François Baroin avait  évoqué un simple toilettage de l’impôt de Solidarité sur la Fortune. Cette semaine, Nicolas Sarkozy a prôné la suppression de l’ISF. Qu’en sera-t-il in fine ? Pour connaître la teneur de cette réforme de la fiscalité du patrimoine, il faudra attendre l’arbitrage définitif : le texte devrait être présenté en mai 2011 au conseil des ministres.

Dominique de Villepin a proposé de supprimer l’ISF, impôt devenu injuste car il touche aujourd’hui certains particuliers qui ne sont propriétaires que de leur résidence principale, du fait de l’envolée des prix de l’immobilier.  Cette suppression de l’ISF ne s’envisage, pour République Solidaire, que dans le cadre d’une très large réforme de la fiscalité, allant bien au-delà de son aspect uniquement patrimonial.

L’enjeu, aujourd’hui, c’est de réfléchir à une réforme fiscale qui amène plus de justice fiscale. Cela passe par la suppression du bouclier fiscal, afin de répartir l’effort qui doit être partagé. Le gouvernement doit adapter ses choix budgétaires vers plus de justice sociale : chacun doit contribuer selon sa capacité à le faire.

Budget 2011 : la nécessaire justice fiscale

La préparation du Budget 2011 s’annonce très difficile. Le gouvernement, à la recherche de pistes d’économie, envisage de récupérer 10 milliards d’euros par la réduction de certaines niches fiscales. Ce dimanche, Claude Guéant a annoncé sur Europe 1 qu’une évolution du bouclier fiscal était à l’étude, à condition d’investir dans les PME. Si même le Secrétaire Général de l’Elysée commence à reculer…

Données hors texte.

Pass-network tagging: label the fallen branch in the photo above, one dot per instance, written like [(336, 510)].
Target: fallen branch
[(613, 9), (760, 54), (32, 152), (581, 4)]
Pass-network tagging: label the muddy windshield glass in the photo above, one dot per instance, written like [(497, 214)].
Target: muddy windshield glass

Après l’annonce par le gouvernement au début de l’été une mesure injuste qui visait les étudiants et mettait en péril leurs ressources, et donc la possibilité même de poursuivre leurs études (suppression du cumul APL – ½ part fiscale)  l’Elysée a fait preuve de bon sens, en renonçant à ce projet.

Mais il faudra aller plus loin et opérer un véritable coup de rabot sur les niches fiscales et engager une véritable évolution de l’imposition. A ce stade, il est nécessaire d’en finir avec une politique de rustines. L’enjeu, aujourd’hui, c’est de réfléchir à une véritable réforme fiscale. Cela passe par une suppression du bouclier fiscal, afin de répartir l’effort qui doit être partagé.